Acabei por ir ter com os amigos da escola noivo. Todos eles trabalhavam, de alguma forma, no mundo da finança. E todos conheciam o meu trabalho. Tive de responder às perguntas do costume: “Conheces a Jenna Haze?”, “já trabalhaste com o Ron Jeremy?”, “como é que tens um namorado se estás sempre a fazer sexo com outras pessoas?”. Foi aí que me ocorreu que, para estas pessoas, a monogamia é modelo para tudo e o único caminho aceitável. Seguem um estilo de vida rigoroso, do qual nunca se desviam. Saem do liceu directamente para a faculdade, arranjam um/a namorado/a antes ou logo depois da licenciatura, casam, mudam-se para uma casa nos subúrbios e têm os típicos dois filhos e meio. Fazem de tudo para esconder da família e dos amigos os vibradores e as idas a bares de strip. A carreira do homem é, geralmente, mais valorizada do que a da mulher e as funções de género são seguidas sem serem questionadas.

Estou a generalizar, claro, mas estar de fora da heteronormatividade tem que ver com a necessidade de considerar as visões pessoais do papel de cada um num relacionamento. De que forma a nossa aparência afecta a maneira como somos compreendidos, o que é o sexo realmente, o que significa monogamia e quais são os melhores relacionamentos para nós. Para mim, aquilo que as pessoas consideram como “traição” não é mais do que a falta de respeito pelos limites discutidos pelo casal, ou um desrespeito das necessidades do outro. Tive de aprender (magoando e sendo magoada) que a comunicação sobre os sentimentos e a definição dos limites dentro de um relacionamento são muito importantes. E que esses limites podem mudar durante a relação.

Já tive muitos parceiros sexuais em situações em que ambos sabíamos que aquilo era um caso de uma noite só ou apenas sexo pelo sexo. Tive um namorado que me pediu para não fazer sexo com outras pessoas a Leste de um certo estado. Tive uma namorada que não se importava que eu fodesse com outros homens, mas sentia-se ameaçada se eu o fizesse com outras mulheres, por isso ela era a única com quem eu podia estar. Houve outra pessoa que queria as terças-feiras reservadas só para ela, mesmo que não estivéssemos no mesmo sítio — não consegui lidar com isso, portanto acabámos. Tive namorados que não se importavam com o que eu fazia, desde que eles fossem a minha prioridade, e tive outros que precisavam de monogamia fora do trabalho. Sempre tive discussões sobre as definições e expectativas de sexo e relacionamento. Uns viam qualquer tipo de excitação sexual como sexo, outros achavam que só com penetração é que havia sexo.
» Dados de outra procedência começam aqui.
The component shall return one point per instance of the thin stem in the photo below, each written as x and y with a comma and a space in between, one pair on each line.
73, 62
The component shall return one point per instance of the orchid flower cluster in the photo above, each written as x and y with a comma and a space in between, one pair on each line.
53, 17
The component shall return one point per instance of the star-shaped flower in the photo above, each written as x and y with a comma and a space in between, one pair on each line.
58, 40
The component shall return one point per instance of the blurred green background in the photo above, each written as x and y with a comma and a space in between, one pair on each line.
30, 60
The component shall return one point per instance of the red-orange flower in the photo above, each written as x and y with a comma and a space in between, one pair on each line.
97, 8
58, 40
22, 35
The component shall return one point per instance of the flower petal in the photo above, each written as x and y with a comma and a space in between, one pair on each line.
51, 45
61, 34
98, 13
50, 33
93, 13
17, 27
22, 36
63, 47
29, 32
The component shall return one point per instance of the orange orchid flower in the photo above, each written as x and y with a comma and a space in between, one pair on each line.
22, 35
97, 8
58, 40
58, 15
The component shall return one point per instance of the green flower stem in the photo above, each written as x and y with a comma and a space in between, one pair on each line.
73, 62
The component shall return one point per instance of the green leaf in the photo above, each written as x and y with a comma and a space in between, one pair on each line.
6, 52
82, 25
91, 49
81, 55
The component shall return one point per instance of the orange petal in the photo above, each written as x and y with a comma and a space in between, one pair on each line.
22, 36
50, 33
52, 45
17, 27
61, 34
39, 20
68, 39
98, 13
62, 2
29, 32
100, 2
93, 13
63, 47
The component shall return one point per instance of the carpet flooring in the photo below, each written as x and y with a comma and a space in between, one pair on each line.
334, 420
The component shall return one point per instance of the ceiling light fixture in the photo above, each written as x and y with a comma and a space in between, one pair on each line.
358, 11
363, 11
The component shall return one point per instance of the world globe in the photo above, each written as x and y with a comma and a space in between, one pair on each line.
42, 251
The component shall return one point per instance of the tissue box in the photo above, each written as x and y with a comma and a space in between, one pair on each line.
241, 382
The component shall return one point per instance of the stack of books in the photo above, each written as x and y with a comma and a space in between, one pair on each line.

Já tive várias conversas com o meu namorado actual sobre limites e sentimentos. Chamo-o de daddy e, como já devem estar a suspeitar, há questões relacionadas com a troca de poder na nossa relação. Eu sou dele. O meu corpo é dele, a minha boca, a minha vagina e o meu rabo são dele — o meu coração é dele. Se tiver um flirt com a empregada gira da minha loja de lingerie preferida, conto-lhe. Se quero beijar ou foder outra pessoa, digo-lhe. Quando vou trabalhar e tenho uma cena de sexo mesmo divertida, conto-lhe, ao pormenor e em cima dele. Quando quero masturbar-me, peço-lhe e descrevo-lhe aquilo em que estou a pensar no momento ou mando-lhe fotos para o telemóvel. Agradeço-lhe sempre por cada orgasmo que me dá. Ele trata-me com o mesmo respeito. Tentando e errando, é assim que decidimos que deve ser a nossa relação.

Conforto e limites são definições específicas para cada pessoa e para cada relação. As definições de sexo e de infidelidade variam muito. Mesmo com as pessoas heteronormativas, que valorizam e desejam a monogamia, fico perplexa que a discussão destas coisas seja tantas vezes negligenciada.